2013年8月10日土曜日

月は草の中

水の中の月なら、ありふれた景色である。ハリウッド映画を見れば、それが大手制作会社のロゴにまでなっている。一方では、たとえば草の中の月となれば、どうなるのだろうか。水のと同じアプローチなら、さしずめ金色に輝く草の表面を、というのもあるだろうけど、どうしても腑に落ちない。

130810そこで、「武蔵野図屏風」を知り、なるほどと思った。正直に言えば、解説を読むまでに、草の中の真ん丸い黒い物体の存在にすぐ気づいたが、それが月だと思いも寄らなかった。まさに石ころでもなければ、描きそこなった結果でもないだろうし、山とペアとなっていても、それの影にしは輪郭が違いすぎる。そこで月だと教わった。しかも調べてみれば、これは広く用いられた決まった模様であり、月を表現するエレガントなパターンだとされていたのである。ビジュアル表現の奥深さは、ここにもちらっと顔を覗かせた。
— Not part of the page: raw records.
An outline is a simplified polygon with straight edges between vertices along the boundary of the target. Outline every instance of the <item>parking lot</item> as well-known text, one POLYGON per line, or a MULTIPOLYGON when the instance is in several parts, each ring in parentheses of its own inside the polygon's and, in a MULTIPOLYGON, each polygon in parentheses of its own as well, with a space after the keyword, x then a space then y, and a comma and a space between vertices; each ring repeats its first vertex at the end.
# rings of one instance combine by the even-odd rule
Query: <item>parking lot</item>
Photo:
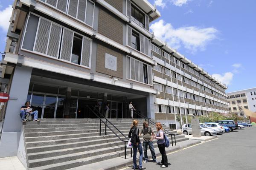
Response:
MULTIPOLYGON (((255 170, 256 135, 256 127, 218 135, 216 139, 168 155, 172 165, 166 169, 255 170)), ((143 166, 147 170, 163 169, 152 162, 143 166)))

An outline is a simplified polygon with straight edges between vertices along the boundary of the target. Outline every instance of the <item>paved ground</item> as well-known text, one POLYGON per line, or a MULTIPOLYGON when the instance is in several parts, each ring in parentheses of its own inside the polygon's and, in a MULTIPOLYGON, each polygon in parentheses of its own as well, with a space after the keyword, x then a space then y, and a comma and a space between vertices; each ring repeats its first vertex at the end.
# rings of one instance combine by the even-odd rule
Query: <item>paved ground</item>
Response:
POLYGON ((172 165, 167 168, 152 162, 143 166, 148 170, 255 170, 256 134, 256 127, 253 127, 218 135, 217 139, 168 155, 172 165))

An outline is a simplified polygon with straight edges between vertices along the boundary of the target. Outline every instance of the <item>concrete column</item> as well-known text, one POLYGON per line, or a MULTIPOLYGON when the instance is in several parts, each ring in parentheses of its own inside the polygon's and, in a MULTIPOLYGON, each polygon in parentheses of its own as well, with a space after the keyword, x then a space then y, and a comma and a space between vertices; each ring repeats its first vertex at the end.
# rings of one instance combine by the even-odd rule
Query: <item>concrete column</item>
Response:
POLYGON ((147 108, 148 117, 154 119, 154 95, 151 94, 150 94, 148 96, 147 96, 147 108))
POLYGON ((0 157, 17 155, 22 125, 20 107, 26 102, 32 72, 30 67, 15 68, 9 95, 15 99, 7 103, 0 141, 0 157))

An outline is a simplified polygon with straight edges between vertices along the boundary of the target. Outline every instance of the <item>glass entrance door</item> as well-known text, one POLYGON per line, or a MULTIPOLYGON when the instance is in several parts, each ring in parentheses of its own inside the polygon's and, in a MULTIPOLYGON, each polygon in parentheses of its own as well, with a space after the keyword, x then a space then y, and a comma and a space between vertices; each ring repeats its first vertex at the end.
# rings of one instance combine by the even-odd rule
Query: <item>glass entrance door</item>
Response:
POLYGON ((123 103, 122 102, 111 102, 111 119, 123 118, 123 103))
しかしながら、最初の一瞬だったにせよ、当惑の思いは、構図の奇抜さと、下手をすればその難解さを伝えているに違いない。じじつ、毎日の夜の散歩では、このころとくに晴天に恵まれ、よく月を眺めたものだ。広大な芝生の中を一周するのだから、見る角度も違う。もちろん足元には繁々とした草。それにしても、このような構図にはとても着想がいかない。そこで短い草と月、どのような表現がありうるのだろうか。まずはカメラを持ち出してそこからアングルを考えたいものだが、そうすれば、神秘な表現からはすでに一歩遠ざかった結果にならないのだろうか、答えが見えてこない。